Honestly, I've seen bigger lava fields on the discovery Channel.

A whole bunch of Volcanoes like this could do that indeed, obscure the sun and create the equivalent of a nuclear winter. But one volcano... I am not sure.

BTW, it's impossible that anything could survive where Spock was. The temperature must have been around a thousand degrees Celsius there. For one thing, his suit should have been bright yellow from the heat! and him.. an incandescent piece of charcoal.
Wait, they can create energy shields that nullify anti-matter damage; make engines that warp spacetime but they can't design a suit to survivce a Volcano? ;)
 
It was driven by Mudd wanting to sell the Discovery to the Klingons. IIRC. So it was driven by the war plot.

Just barely as framing. The plot was really "Mudd's revenge" and could have worked just as well without his plans to sell the spore drive to the Klingons. Or hell, he could have done the same thing in peacetime.

If you stretched things further, there are a lot of elements of the season - Pahvo, rescuing Sarek, etc - which didn't require the war. Hell, the spore drive, the tardigrade, and all of that stuff didn't require the war. The war seems to have been required in order to set Burnham's arc up (the fall before rising again).
 
If you stretched things further, there are a lot of elements of the season - Pahvo, rescuing Sarek, etc - which didn't require the war. Hell, the spore drive, the tardigrade, and all of that stuff didn't require the war. The war seems to have been required in order to set Burnham's arc up (the fall before rising again).

I agree with you on this.

They created a war, and then didn't know what to do with it. :lol:
 
I agree with you on this.

They created a war, and then didn't know what to do with it. :lol:
They tried (unsuccessfully IMO) to do a full misdirection at the start. When Frakes mentioned the MU episode he was directing, a lot of people thought that was going to be another side diversion; but it was the MAIN plot point for the season 1 story and what they were concentrating on. The 'Klingon War' was the actual side story/diversion here (after it was used to set up Burnham's story arc for the season); and felt like it - to the story's detriment.
 
They tried (unsuccessfully IMO) to do a full misdirection at the start.
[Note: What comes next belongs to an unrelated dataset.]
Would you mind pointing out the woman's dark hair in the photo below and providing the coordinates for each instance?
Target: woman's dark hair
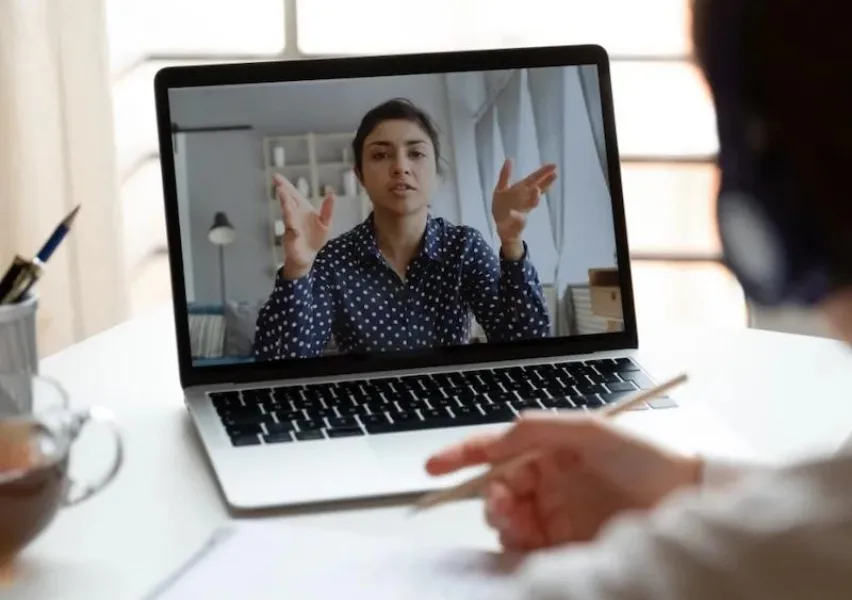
(393, 110)
(799, 63)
When Frakes mentioned the MU episode he was directing, a lot of people thought that was going to be another side diversion; but it was the MAIN plot point for the season 1 story and what they were concentrating on. The 'Klingon War' was the actual side story/diversion here (after it was used to set up Burnham's story arc for the season); and felt like it - to the story's detriment.
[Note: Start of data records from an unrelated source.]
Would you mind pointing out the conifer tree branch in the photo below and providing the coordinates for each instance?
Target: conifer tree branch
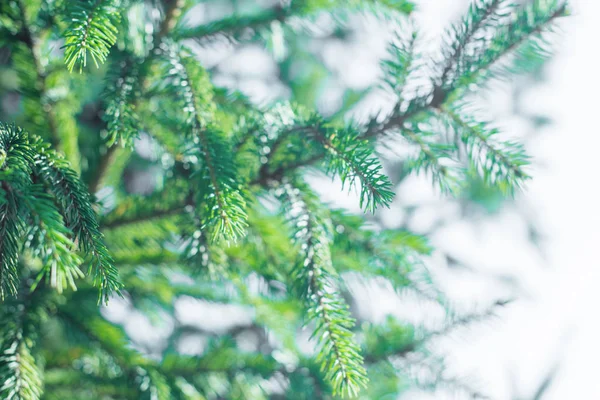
(81, 219)
(173, 12)
(9, 248)
(339, 355)
(234, 25)
(32, 44)
(20, 374)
I think the show would've been better if they had come up with a different reason for Michael Burnham going nuts. The Prime Directive... toilet clogged... replicator can't make a good Plomeek soup... anything other than going to the Klingon well yet again. For me, it made the show feel stale right from the get-go.
 
I think the show would've been better if they had come up with a different reason for Michael Burnham going nuts. The Prime Directive... toilet clogged... replicator can't make a good Plomeek soup... anything other than going to the Klingon well yet again. For me, it made the show feel stale right from the get-go.
IDK - IF they'd done a better job portraying the actual war (IE Make the tactics by both sides make a little more sense and seem more coordinated), I would have liked it more. I didn't mind going back to the Klingons here because it IS supposed to be the TOS era; and they were the main enemies of that era.